At the time I had felt almost spellbound outside that little inn, and I wanted to go in. I’m sure you know what it’s like to see a house from the train or on a walk, and think all of a sudden: oh, why don’t I live here? I could be happy in this place. I think such an idea occurs to everyone sometimes, and when you have looked at a house for a long time secretly wishing to live happily in it, everything about it is imprinted on your memory. For years I remembered the red and yellow flowers growing in window boxes, the wooden first-floor gallery, where laundry was fluttering like colourful banners the day I saw it, the painted shutters at the windows, yellow on a blue background with little heart-shapes cut out of the middle of them, and the roof ridge with a stork’s nest on the gable. When my heart felt restless I sometimes thought of that house. How nice it would be to go there for a day, I would think, in the dreamy, half-unconscious way that you think of something impossible. And now wasn’t this my best chance to make my old, and by this time almost forgotten, wish come true? Wasn’t the prettily painted house on the mountainside, an inn without the tiresome amenities of our modern world, with no telephone or radio, the very thing for overtired nerves? I would have no visitors there, and there would be no formalities. As I called it to mind again, I thought I was breathing in the strong, aromatic mountain air, and hearing the far-off ringing of rustic cowbells. Even remembering it gave me fresh courage and made me feel better. It was one of those ideas that take us by surprise apparently for no reason at all, although in reality they express wishes that we have cherished for a long time, waiting in the unconscious mind. My husband, who didn’t know how often I had dreamt of that little house, seen only once years ago, smiled a little at first but promised to make enquiries. The proprietors replied that all of their three guest rooms were vacant at the moment, and I could choose whichever I liked. All the better, I thought, no neighbours, no conversations; and I went on the night train. Next morning, a little country one-horse trap took me and my small suitcase up the mountain at a slow trot.

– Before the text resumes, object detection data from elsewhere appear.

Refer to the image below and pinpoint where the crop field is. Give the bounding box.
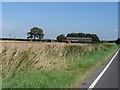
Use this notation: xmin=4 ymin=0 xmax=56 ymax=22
xmin=0 ymin=42 xmax=117 ymax=88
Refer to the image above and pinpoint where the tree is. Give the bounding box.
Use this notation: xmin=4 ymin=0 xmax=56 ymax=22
xmin=57 ymin=34 xmax=65 ymax=42
xmin=27 ymin=27 xmax=44 ymax=40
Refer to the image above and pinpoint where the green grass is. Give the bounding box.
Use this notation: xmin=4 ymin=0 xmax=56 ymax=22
xmin=2 ymin=44 xmax=117 ymax=88
xmin=3 ymin=70 xmax=74 ymax=88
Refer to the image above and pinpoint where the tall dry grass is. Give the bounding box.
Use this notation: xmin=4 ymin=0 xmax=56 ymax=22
xmin=0 ymin=42 xmax=109 ymax=80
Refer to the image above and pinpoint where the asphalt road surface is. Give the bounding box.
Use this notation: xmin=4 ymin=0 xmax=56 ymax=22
xmin=80 ymin=51 xmax=120 ymax=90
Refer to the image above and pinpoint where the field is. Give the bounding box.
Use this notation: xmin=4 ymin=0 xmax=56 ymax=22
xmin=0 ymin=42 xmax=117 ymax=88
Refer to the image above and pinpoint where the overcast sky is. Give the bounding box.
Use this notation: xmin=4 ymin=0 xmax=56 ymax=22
xmin=2 ymin=2 xmax=118 ymax=40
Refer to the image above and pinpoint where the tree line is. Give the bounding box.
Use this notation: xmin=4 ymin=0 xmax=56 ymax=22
xmin=57 ymin=33 xmax=100 ymax=42
xmin=27 ymin=27 xmax=100 ymax=42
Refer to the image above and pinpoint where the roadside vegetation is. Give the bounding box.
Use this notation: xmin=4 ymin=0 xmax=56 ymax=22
xmin=0 ymin=42 xmax=117 ymax=88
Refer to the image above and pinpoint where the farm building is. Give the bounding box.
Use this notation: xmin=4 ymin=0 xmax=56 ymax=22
xmin=65 ymin=37 xmax=92 ymax=43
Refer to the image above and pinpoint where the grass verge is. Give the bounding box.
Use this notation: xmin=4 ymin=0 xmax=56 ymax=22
xmin=2 ymin=44 xmax=117 ymax=88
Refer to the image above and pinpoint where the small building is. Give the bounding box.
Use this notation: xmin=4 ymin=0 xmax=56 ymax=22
xmin=65 ymin=37 xmax=92 ymax=43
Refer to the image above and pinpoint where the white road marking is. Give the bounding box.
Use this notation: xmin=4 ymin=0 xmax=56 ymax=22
xmin=88 ymin=50 xmax=119 ymax=90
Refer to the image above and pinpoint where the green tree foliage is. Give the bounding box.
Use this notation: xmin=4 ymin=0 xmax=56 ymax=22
xmin=27 ymin=27 xmax=44 ymax=40
xmin=57 ymin=34 xmax=65 ymax=42
xmin=66 ymin=33 xmax=100 ymax=42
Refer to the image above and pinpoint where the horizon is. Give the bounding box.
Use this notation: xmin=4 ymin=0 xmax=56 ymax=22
xmin=2 ymin=2 xmax=118 ymax=40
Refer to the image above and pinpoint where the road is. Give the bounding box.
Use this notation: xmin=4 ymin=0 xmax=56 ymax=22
xmin=80 ymin=51 xmax=120 ymax=90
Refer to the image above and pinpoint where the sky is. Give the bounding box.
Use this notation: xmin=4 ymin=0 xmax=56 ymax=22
xmin=2 ymin=2 xmax=118 ymax=40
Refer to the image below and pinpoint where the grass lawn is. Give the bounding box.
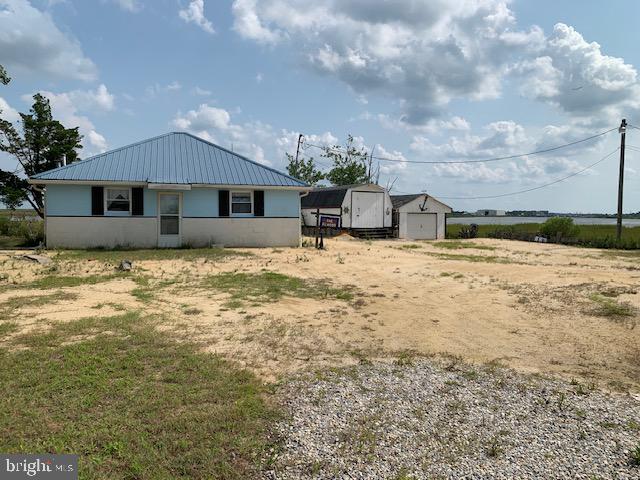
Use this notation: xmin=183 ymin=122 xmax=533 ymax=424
xmin=56 ymin=247 xmax=251 ymax=264
xmin=447 ymin=223 xmax=640 ymax=242
xmin=0 ymin=312 xmax=277 ymax=479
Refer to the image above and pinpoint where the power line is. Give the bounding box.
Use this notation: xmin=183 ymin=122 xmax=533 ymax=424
xmin=434 ymin=147 xmax=620 ymax=200
xmin=305 ymin=127 xmax=616 ymax=165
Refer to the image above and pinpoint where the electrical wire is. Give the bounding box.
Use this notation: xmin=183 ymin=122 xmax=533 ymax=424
xmin=305 ymin=127 xmax=616 ymax=165
xmin=434 ymin=147 xmax=620 ymax=200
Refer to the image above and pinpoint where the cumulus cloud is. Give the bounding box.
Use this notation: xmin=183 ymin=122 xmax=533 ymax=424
xmin=102 ymin=0 xmax=142 ymax=13
xmin=145 ymin=80 xmax=182 ymax=98
xmin=0 ymin=97 xmax=20 ymax=123
xmin=171 ymin=103 xmax=274 ymax=165
xmin=512 ymin=23 xmax=640 ymax=123
xmin=23 ymin=85 xmax=115 ymax=157
xmin=233 ymin=0 xmax=544 ymax=124
xmin=178 ymin=0 xmax=215 ymax=33
xmin=0 ymin=0 xmax=97 ymax=81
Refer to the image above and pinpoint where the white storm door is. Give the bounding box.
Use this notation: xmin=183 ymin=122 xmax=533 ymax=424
xmin=351 ymin=192 xmax=384 ymax=228
xmin=158 ymin=193 xmax=182 ymax=248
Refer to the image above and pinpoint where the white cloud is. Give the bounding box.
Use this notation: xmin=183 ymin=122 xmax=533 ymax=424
xmin=192 ymin=86 xmax=212 ymax=97
xmin=102 ymin=0 xmax=142 ymax=13
xmin=0 ymin=97 xmax=20 ymax=123
xmin=232 ymin=0 xmax=283 ymax=44
xmin=0 ymin=0 xmax=97 ymax=81
xmin=233 ymin=0 xmax=640 ymax=131
xmin=233 ymin=0 xmax=544 ymax=124
xmin=23 ymin=85 xmax=115 ymax=157
xmin=178 ymin=0 xmax=215 ymax=33
xmin=171 ymin=103 xmax=274 ymax=165
xmin=145 ymin=80 xmax=182 ymax=98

It was all as delightful as I could have hoped for. The room was bright and neat, with its simple, pale pine furniture, and from the veranda, which was all mine in the absence of any other guests, I had a view into the endless distance. A glance at the well-scoured kitchen, shining with cleanliness, showed me, experienced housewife that I am, that I would be very well looked after here. The landlady, a thin, friendly, grey-haired Tyrolean, assured me again that I need not fear being disturbed or pestered by visitors. True, the parish clerk, the local policeman and a few of the other neighbours came to the inn every evening to drink a glass or so, play cards and talk. But they were all quiet folk, and at eleven they went home again. On Sunday after church, and sometimes in the afternoon, the place was rather livelier, because the locals came to the inn from their farms or the mountains; but I would hear hardly any of that in my room.